Over the longer term, the Company anticipates that sales generated from its new product offerings and existing cash and cash equivalents, with financial resources from its Revolving Facility with the Heritage Bank and its ability to raise additional capital in the public capital markets, will be sufficient to satisfy its operations and capital expenditures. However, the Company cannot provide any assurance that it will be able to raise additional capital, if required, or that such capital will be available on terms acceptable to the Company. The inability of the Company to generate sufficient sales from its new product offerings and/or raise additional capital if needed could have a material adverse effect on the Company’s operations and financial condition, including its ability to maintain compliance with its lender’s financial covenants.

 

Principles of Consolidation

 

The Unaudited Condensed Consolidated Financial Statements include the accounts of QuickLogic and its wholly owned subsidiaries. All intercompany accounts and transactions have been eliminated.

 

Foreign Currency

 

The functional currency of the Company's non-U.S. operations is the U.S. dollar. Accordingly, all monetary assets and liabilities of these foreign operations are translated into U.S. dollars at current period-end exchange rates and non-monetary assets and related elements of expense are translated using historical exchange rates.

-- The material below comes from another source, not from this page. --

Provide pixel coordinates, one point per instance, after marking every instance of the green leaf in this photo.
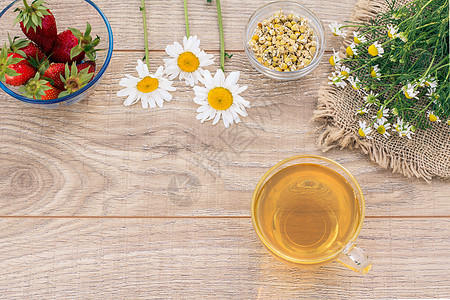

Income and expense elements are translated to U.S. dollars using the average exchange rates in effect during the period. Gains and losses from the foreign currency transactions of these subsidiaries are recorded as interest income and other income (expense), net in the unaudited condensed consolidated statements of operations.

 

Uses of Estimates

 

The preparation of these Unaudited Condensed Consolidated Financial Statements in conformity with U.S. GAAP requires management to make estimates and assumptions that affect the reported amounts of assets and liabilities, the disclosures of contingent assets and liabilities and the reported amounts of revenue and expenses during the period. Actual results could differ materially from those estimates, particularly in relation to revenue recognition, the allowance for doubtful accounts, sales returns, valuation of long-lived assets including mask sets, valuation of goodwill, capitalized internal-use software and related amortizable lives and intangibles related to the acquisition of SensiML, including the estimated useful lives of acquired intangible assets, valuation of inventories including identification of excess quantities, market value and obsolescence, measurement of stock-based compensation awards, accounting for income taxes and estimating accrued liabilities.

 

Contracts with customers often include promises to transfer multiple products and services to a customer. Determining whether products and services are considered distinct performance obligations that should be accounted for separately versus together may require significant judgment.

 

Judgment is required to determine the Stand-alone Selling Price (“SSP”) for each distinct performance obligation. The Company uses a range of amounts to estimate SSP when each of the products and services are sold separately and determines the discount to be allocated based on the relative SSP of the various products and services when products and services sold are bundled. In instances where SSP is not directly observable, such as when the Company does not sell the product or service separately, it determines the SSP using information that may include market conditions and other observable inputs. The Company typically has more than one SSP for individual products and services due to the stratification of those products and services by customers. In these instances, the Company may use information such as the size of the customer, customer tier, type of the technology used, customer demographics, geographic region and other factors in determining the SSP.

 

Concentration of Risk

 

The Company's accounts receivable are denominated in U.S. dollars and are derived primarily from sales to customers located in North America, Asia Pacific, and Europe. The Company performs ongoing credit evaluations of its customers and generally does not require collateral. See Note 10 to the Unaudited Condensed Consolidated Financial Statements for information regarding concentrations associated with accounts receivable.